When the metadata of the Alluxio cluster can be completely stored in the CachingInodeStore, Alluxio does not interact with the RocksInodeStore, but uses CachingInodeStore to get better performance instead. When the storage capacity of the CachingInodeStore reaches a threshold, Alluxio automatically migrates the metadata from the CachingInodeStore to the RocksInodeStore. At this point, the performance of metadata access depends on the cache hit rate of CachingInodeStore and the performance of RocksDB.

The process of creating and using RocksInodeStore is similar to RocksBlockStore. If MASTER_METASTORE_INODE_CACHE_MAX_SIZE is set to 0, then it uses RocksInodeStore. if it is not 0, then it requires creating both CachingInodeStore and RocksInodeStore.

case ROCKS:
InstancedConfiguration conf = ServerConfiguration.global();
  if (conf.getInt(PropertyKey.MASTER_METASTORE_INODE_CACHE_MAX_SIZE) == 0) {
    return lockManager -> new RocksInodeStore(baseDir);
  } else {
    return lockManager -> new CachingInodeStore(new RocksInodeStore(baseDir), lockManager);
  }

Heap Metastore

Alluxio uses heap memory as storage in the Heap method. When creating the AlluxioMasterProcess, the HeapInodeStore and HeapBlockStore are built to implement the InodeStore and BlockStore interfaces.

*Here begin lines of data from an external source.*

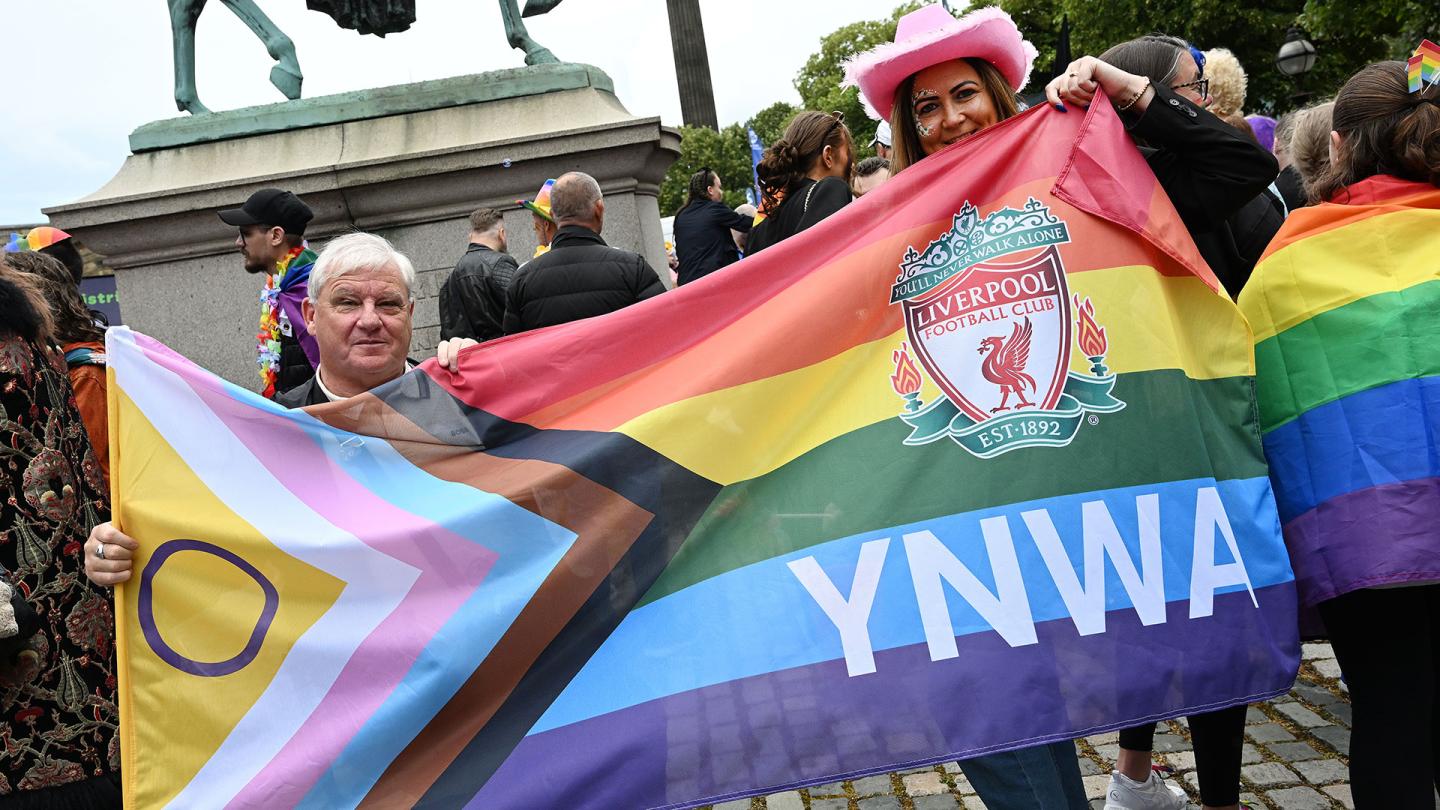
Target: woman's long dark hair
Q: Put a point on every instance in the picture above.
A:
(72, 322)
(700, 183)
(1384, 130)
(788, 160)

When creating the HeapInodeStore, a ConcurrentHashMap called mInodes is created to store the Inode information of files and folders. At the same time, a TwoKeyConcurrentMap called mEdges will be created to store the parent-child relationship of different nodes.

private final Map<Long, MutableInode<?>> mInodes = new ConcurrentHashMap<>();
  // Map from inode id to ids of children of that inode. The inner maps are ordered by child name.
  private final TwoKeyConcurrentMap<Long, String, Long, Map<String, Long>> mEdges =
      new TwoKeyConcurrentMap<>(() -> new ConcurrentHashMap<>(4));

TwoKeyConcurrentMap is a class defined in Alluxio, which implements a ConcurrentMap supporting two keys with the following logical structure: <k1, <k2, value>>.

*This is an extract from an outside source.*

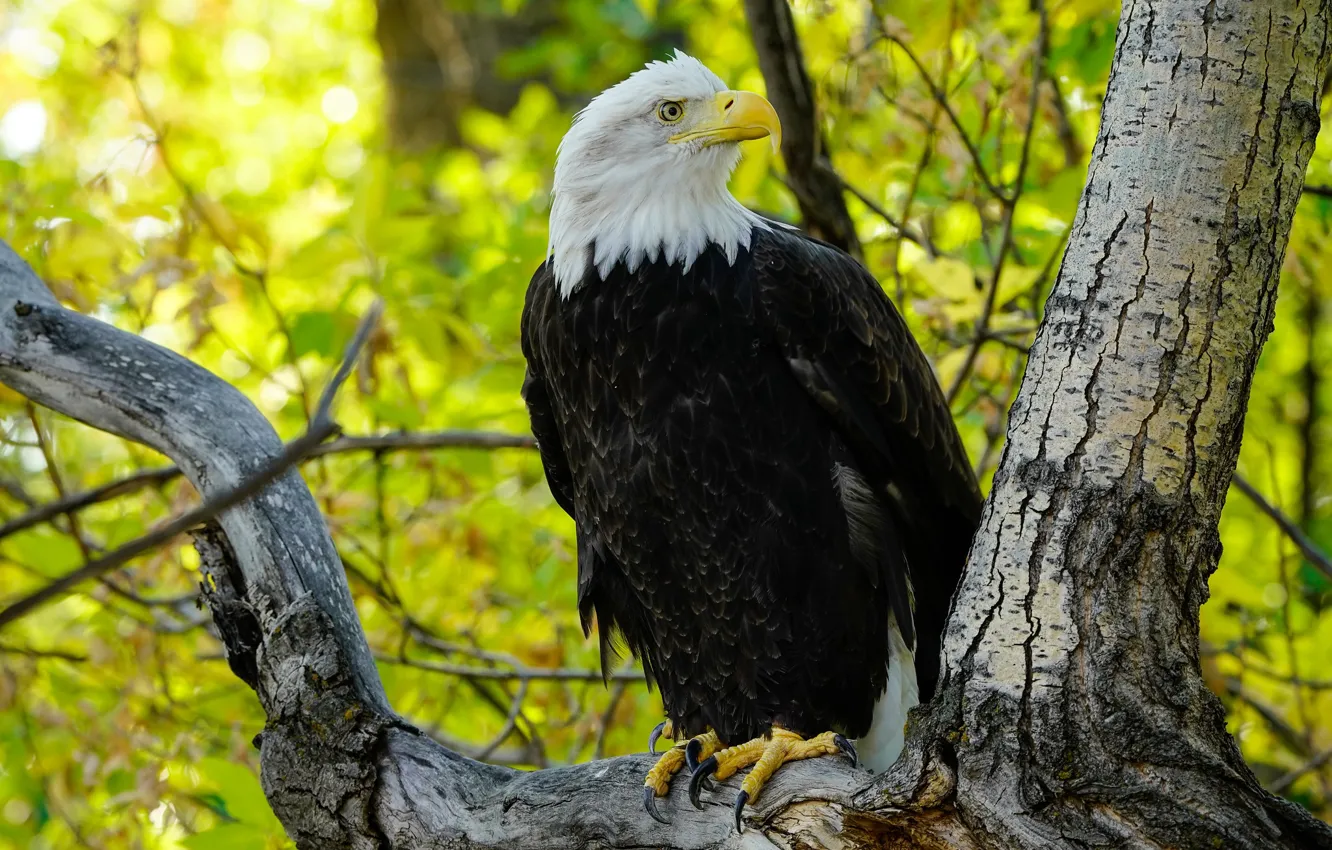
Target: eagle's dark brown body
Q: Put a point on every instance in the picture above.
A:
(757, 457)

Each key in the mEdges data structure maps an a Inode ID to a map of its children, which then maps each child’s name to its Inode ID.

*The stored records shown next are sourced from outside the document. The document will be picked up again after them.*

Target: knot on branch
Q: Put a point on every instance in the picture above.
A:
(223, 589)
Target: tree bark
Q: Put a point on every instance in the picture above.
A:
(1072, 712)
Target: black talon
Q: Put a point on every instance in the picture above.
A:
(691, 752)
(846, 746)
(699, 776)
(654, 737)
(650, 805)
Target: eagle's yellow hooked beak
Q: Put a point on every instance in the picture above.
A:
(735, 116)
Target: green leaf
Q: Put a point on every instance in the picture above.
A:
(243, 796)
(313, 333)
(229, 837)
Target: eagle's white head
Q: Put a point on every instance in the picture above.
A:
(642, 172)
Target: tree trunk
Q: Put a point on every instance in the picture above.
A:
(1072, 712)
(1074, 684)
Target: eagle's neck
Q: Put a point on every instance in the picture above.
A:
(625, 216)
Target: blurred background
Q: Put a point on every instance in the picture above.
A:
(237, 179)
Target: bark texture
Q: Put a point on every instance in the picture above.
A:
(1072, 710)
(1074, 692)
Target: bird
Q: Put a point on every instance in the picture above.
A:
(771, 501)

In HeapBlockStore, a ConcurrentHashMap called mBlocks is created to store the metadata of each block, and a TwoKeyConcurrentMap called mBlockLocations is created to store the location of the block in the worker.

  // Map from block id to block metadata.
  public final Map<Long, BlockMeta> mBlocks = new ConcurrentHashMap<>();
  // Map from block id to block locations.
  public final TwoKeyConcurrentMap<Long, Long, BlockLocation, Map<Long, BlockLocation>>
      mBlockLocations = new TwoKeyConcurrentMap<>(() -> new HashMap<>(4));

The two keys in mBlockLocations are blockId and workerId, and the value is the specific locations on the worker where the block is stored. The blockId can be used to get the location of the block stored in the worker.

Summary

Alluxio provides two ways to store metadata, ROCKS and HEAP, and the default storage is the ROCKS. For ROCKS, in addition to using RocksDB, Alluxio provides a memory-based cache to improve metadata read and write performance. As a result, we can get high performance when the size of the metastore is limited. With RocksDB, we can store metadata to the hard disk to get more storage space.

In general, we should use the RocksDB to store metadata in Alluxio Master. If you only need to store a small amount of metadata which requires very high metadata read and write performance, you can also consider using the HEAP method.

About the Author

Changsheng Gu, Big Data Engineer at China Mobile.

Gu works in China Mobile Cloud Center, developing cloud-native data lake with a focus on HDFS and Alluxio.